News In Brief

In a victory for pro-choice advocates, the Food and Drug Administration approved the abortion pill RU-486, which can cause an early end to pregnancies. The FDA mandated that prospective pill-takers must be given information guides and must make doctor visits. It also said only physicians with certain medical qualifications can dispense the pill. Antiabortion organizations, which battled to keep RU-486 out of the US since the drug debuted in France in 1988, pledged to continue their fight.

A federal court dismissed half of the government's four claims in its multibillion-dollar lawsuit against the tobacco industry. In Washington, District Judge Gladys Kessler ruled the Medical Care Recovery Act or a law involving secondary payor insurance can't be used to recover Medicare expenses related to ill smokers. But the judge did rule that the government could proceed with the other claims under federal racketeering laws.

With the campaign season's first presidential debate due on Tuesday, both Al Gore and George W. Bush emphasized their views on government spending. The vice president said he'd pay $2 of projected surpluses toward debt reduction for every $1 he would devote to tax cuts or government programs. Investments in healthcare, education, a clean environment, and a secure retirement are top priorities, Gore said. The Bush camp attacked that approach, saying Gore's proposals add up to bigger government and jeopardized the new era of budget surpluses.

A compromise that Republican congressional leaders struck on easing US restrictions against Cuba could go to a House vote Monday, two GOP sources said. Legislation on food and medicine sales to the communist country has been in the works for months, but lawmakers from farm states and agricultural supporters had objected to provisions that barred US financing outright. Under the compromise, US institutions could help arrange third-country banking, a Republican official said. The sanctions against Cuba were imposed in 1963.

Lawmakers also agreed to delay implementation of new federal rules on how long truckers may stay behind the wheel.
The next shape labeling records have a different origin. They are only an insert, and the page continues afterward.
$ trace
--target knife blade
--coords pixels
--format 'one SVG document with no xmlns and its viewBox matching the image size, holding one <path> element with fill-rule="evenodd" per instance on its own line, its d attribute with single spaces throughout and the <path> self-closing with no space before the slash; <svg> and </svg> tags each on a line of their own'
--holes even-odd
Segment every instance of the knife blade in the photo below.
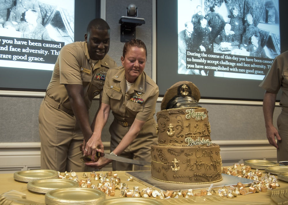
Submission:
<svg viewBox="0 0 288 205">
<path fill-rule="evenodd" d="M 82 157 L 81 158 L 81 159 L 84 162 L 91 163 L 92 162 L 91 156 L 91 155 L 90 155 L 86 156 L 83 157 Z M 144 162 L 143 161 L 140 161 L 132 159 L 128 159 L 118 156 L 115 156 L 115 155 L 111 155 L 108 154 L 106 154 L 98 152 L 96 152 L 96 155 L 95 156 L 95 161 L 97 161 L 98 160 L 99 157 L 104 157 L 107 159 L 112 159 L 112 160 L 115 160 L 118 162 L 132 164 L 133 165 L 139 165 L 140 166 L 144 166 L 145 165 L 150 166 L 151 165 L 151 162 Z"/>
<path fill-rule="evenodd" d="M 108 154 L 100 152 L 96 152 L 96 157 L 104 157 L 107 159 L 112 159 L 112 160 L 115 160 L 118 162 L 124 162 L 136 165 L 139 165 L 141 166 L 151 165 L 151 162 L 147 162 L 143 161 L 128 159 L 119 156 L 115 156 L 115 155 L 111 155 Z"/>
</svg>

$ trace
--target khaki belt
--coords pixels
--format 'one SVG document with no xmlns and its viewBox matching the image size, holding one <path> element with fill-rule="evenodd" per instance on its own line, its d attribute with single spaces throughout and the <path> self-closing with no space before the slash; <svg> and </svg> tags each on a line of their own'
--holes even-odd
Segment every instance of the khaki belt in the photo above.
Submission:
<svg viewBox="0 0 288 205">
<path fill-rule="evenodd" d="M 71 115 L 74 116 L 74 113 L 73 112 L 73 111 L 72 110 L 69 110 L 67 109 L 66 107 L 65 107 L 62 105 L 58 102 L 55 101 L 47 95 L 45 95 L 44 97 L 44 100 L 52 105 L 55 107 L 57 109 L 58 109 L 60 110 L 62 110 L 63 112 L 66 113 L 67 114 L 69 114 Z"/>
<path fill-rule="evenodd" d="M 123 121 L 120 121 L 117 119 L 116 118 L 114 119 L 115 121 L 117 123 L 120 124 L 123 127 L 128 127 L 132 125 L 132 123 L 130 123 L 127 122 L 123 122 Z"/>
<path fill-rule="evenodd" d="M 287 112 L 288 113 L 288 107 L 282 107 L 282 110 L 283 111 L 285 112 Z"/>
</svg>

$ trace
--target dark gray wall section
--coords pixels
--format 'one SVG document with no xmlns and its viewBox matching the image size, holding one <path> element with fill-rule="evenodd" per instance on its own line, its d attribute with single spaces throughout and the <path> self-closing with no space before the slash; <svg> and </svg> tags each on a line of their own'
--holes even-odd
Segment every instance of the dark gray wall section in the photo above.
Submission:
<svg viewBox="0 0 288 205">
<path fill-rule="evenodd" d="M 145 71 L 151 76 L 152 6 L 149 1 L 106 1 L 106 18 L 111 29 L 111 45 L 109 54 L 119 65 L 124 44 L 120 42 L 121 17 L 126 15 L 126 7 L 134 3 L 138 8 L 138 17 L 145 19 L 145 23 L 136 27 L 136 37 L 146 44 L 148 52 Z M 172 85 L 168 85 L 170 87 Z M 165 89 L 168 88 L 165 88 Z M 201 90 L 200 91 L 201 91 Z M 263 91 L 264 94 L 264 91 Z M 0 142 L 39 142 L 38 113 L 42 97 L 0 96 Z M 92 121 L 98 109 L 99 101 L 93 100 L 90 113 Z M 156 112 L 160 110 L 161 103 L 157 103 Z M 266 139 L 266 133 L 260 106 L 202 104 L 209 111 L 213 140 L 249 140 Z M 274 125 L 281 111 L 275 108 Z M 109 121 L 102 134 L 103 142 L 110 141 Z"/>
</svg>

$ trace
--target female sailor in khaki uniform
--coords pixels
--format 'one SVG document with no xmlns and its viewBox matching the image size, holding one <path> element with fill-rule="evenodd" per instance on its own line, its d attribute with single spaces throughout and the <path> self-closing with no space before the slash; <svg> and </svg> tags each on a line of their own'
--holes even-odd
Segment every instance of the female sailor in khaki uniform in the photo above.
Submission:
<svg viewBox="0 0 288 205">
<path fill-rule="evenodd" d="M 107 72 L 94 131 L 86 143 L 84 154 L 92 154 L 94 159 L 96 151 L 103 152 L 101 132 L 111 109 L 114 116 L 109 129 L 111 154 L 150 162 L 151 145 L 157 142 L 153 115 L 158 87 L 143 71 L 147 50 L 142 41 L 133 39 L 126 42 L 123 55 L 123 67 L 110 68 Z M 98 161 L 86 165 L 100 169 L 111 161 L 101 157 Z M 114 171 L 132 170 L 132 165 L 127 163 L 113 161 L 112 165 Z M 134 165 L 134 170 L 150 168 Z"/>
</svg>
Highway safety advocates said the new rules - which essentially require longer breaks - didn't go far enough, but the trucking industry attacked them as counterproductive. The delay, which will last at least a year, allows the Transportation Department to continue gathering data on how drivers' hours can be revised best.

Finger-pointing was in full force after negotiations to end a transit strike in Los Angeles collapsed. Mayor Richard Riordan blamed the union that represents bus and rail operators employed by the Metropolitan Transportation Authority and urged strikers to return to work during talks. No new bargaining is scheduled, however. The workers, meanwhile, alleged the mayor had a hidden agenda of breaking up the MTA to give control to smaller, zoned agencies.

Negotiations between striking actors and the advertising industry broke down, and no further talks were planned, the Screen Actors Guild said. The collapse followed 10 straight days of meetings over residual payments that actors earn for TV commercials. Each side rejected the other's proposals. Also turned down: calls by federal mediators for a 90-day "cooling off" period, the guild said.